The Chapter 11 Bankruptcy is one designed for businesses and high net assets cases. Well known examples of Chapter 11 bankruptcies are United Airlines and, more recently, Circuit City.

The goal of a Chapter 11 Bankruptcy is to help the debtor "reorganize" their debt to keep the business operational or to keep the personal assets intact. The Chapter 11 Bankruptcy is not a guarantee of success but an opportunity to try. For example, United Airlines emerged a leaner and profitable (relatively speaking) company. However, Circuit City announced that it would liquidate and close its stores.

An individual Chapter 11 Bankruptcy usually falls into two categories. An individual who has just enough assets to disqualify them from a Chapter 13 Bankruptcy to a regular Chapter 11 filing. A "mini" Chapter 11 bankruptcy is best described as a Debtor who owns an asset (usually a house) that exceeds the Chapter 13 secured debt limit of $1,010,650.00 or the unsecured debt limit of $336,900.00. The high debt prevents a Chapter 13 Bankruptcy plan approval, so the debtor must file for a Chapter 11 even though their overall goal of a payment plan is similar to the Chapter 13.

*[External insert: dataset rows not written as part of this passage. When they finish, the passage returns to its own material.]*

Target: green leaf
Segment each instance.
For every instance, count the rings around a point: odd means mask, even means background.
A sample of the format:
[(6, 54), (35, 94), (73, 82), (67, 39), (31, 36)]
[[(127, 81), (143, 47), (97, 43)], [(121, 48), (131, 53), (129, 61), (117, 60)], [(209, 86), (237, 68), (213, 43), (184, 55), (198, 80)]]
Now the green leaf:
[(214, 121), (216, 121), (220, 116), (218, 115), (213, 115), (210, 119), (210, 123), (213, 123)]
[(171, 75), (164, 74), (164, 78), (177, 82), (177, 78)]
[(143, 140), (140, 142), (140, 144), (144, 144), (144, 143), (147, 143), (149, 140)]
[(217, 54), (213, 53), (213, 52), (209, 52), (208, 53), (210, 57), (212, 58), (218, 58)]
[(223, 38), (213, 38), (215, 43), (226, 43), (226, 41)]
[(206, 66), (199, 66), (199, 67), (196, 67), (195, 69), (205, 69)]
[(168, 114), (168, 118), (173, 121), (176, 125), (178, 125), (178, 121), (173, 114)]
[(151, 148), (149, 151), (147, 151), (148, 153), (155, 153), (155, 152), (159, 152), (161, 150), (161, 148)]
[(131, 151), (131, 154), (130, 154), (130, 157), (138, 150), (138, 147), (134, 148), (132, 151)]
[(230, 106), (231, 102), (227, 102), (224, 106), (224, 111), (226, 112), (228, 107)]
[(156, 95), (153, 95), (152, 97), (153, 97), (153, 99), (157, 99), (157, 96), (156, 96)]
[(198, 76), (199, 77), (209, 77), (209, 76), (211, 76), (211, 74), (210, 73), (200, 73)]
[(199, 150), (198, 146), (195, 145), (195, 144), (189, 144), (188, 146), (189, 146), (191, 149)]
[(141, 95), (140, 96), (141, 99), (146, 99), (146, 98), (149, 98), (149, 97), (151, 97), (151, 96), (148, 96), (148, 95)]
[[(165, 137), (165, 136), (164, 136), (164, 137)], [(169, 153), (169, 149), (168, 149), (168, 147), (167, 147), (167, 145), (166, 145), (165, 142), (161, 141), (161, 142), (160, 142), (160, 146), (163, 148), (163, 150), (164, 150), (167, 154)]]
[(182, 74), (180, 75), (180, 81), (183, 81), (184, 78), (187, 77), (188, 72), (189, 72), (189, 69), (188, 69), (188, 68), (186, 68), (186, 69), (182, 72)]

In a regular Chapter 11 Bankruptcy, the Debtor uses the reprieve from creditors to reorganize their debts into a healthier and reasonable payment plan.

It is best to consult with an attorney to see if your situation requires a Chapter 11 Bankruptcy.

In a chapter 11 bankruptcy is difficult to predict precisely how long a it may take to get to completion because it is so dependent on the reorganization plan. The reorganization plan needs to be accepted by all the creditors as well as the trustee before it gets implemented. Depending the size and the complexity of the of the bankruptcy and the assets involved, debtors may come out of the bankruptcy within a few months, or it may take several years. The reason for the time discrepancies is because, at first, debtors have the exclusive right of proposing a plan within 120 days of the filing. After a certain amount of time, the creditors are then allowed to propose their plans for reorganization. The reorganization plan, whatever is chosen, needs to be confirmed by the bankruptcy court. The creditors then need to vote and approve the plan. If the plan is confirmed, then the debtor follows the repayment plan until the debt is completely paid. If the plan is not confirmed then the court looks to other options for the debtor. Some options include converting the Chapter 11 into a Chapter 7 and liquidating the assets. Or in some cases, dismissing the case, and returning the debtor back to whatever their status was before the bankruptcy. Therefore, the timeline is definitely different with each case depending on the assets involved and the difficulty.

Retaining an Attorney to file for Chapter 11 Bankruptcy

Ideally, since a Chapter 11 bankruptcy is a little more complicated than a liquidation bankruptcy like Chapter 7, a debtor should seek the advice of an attorney. Calling a bankruptcy attorney and getting a consultation on your case is the best way to go about it. If the debtor feels that a bankruptcy is the right decision for them, they will sign a retainer agreement with the law firm and the firm will then begin drafting the petition and filing it with the proper court.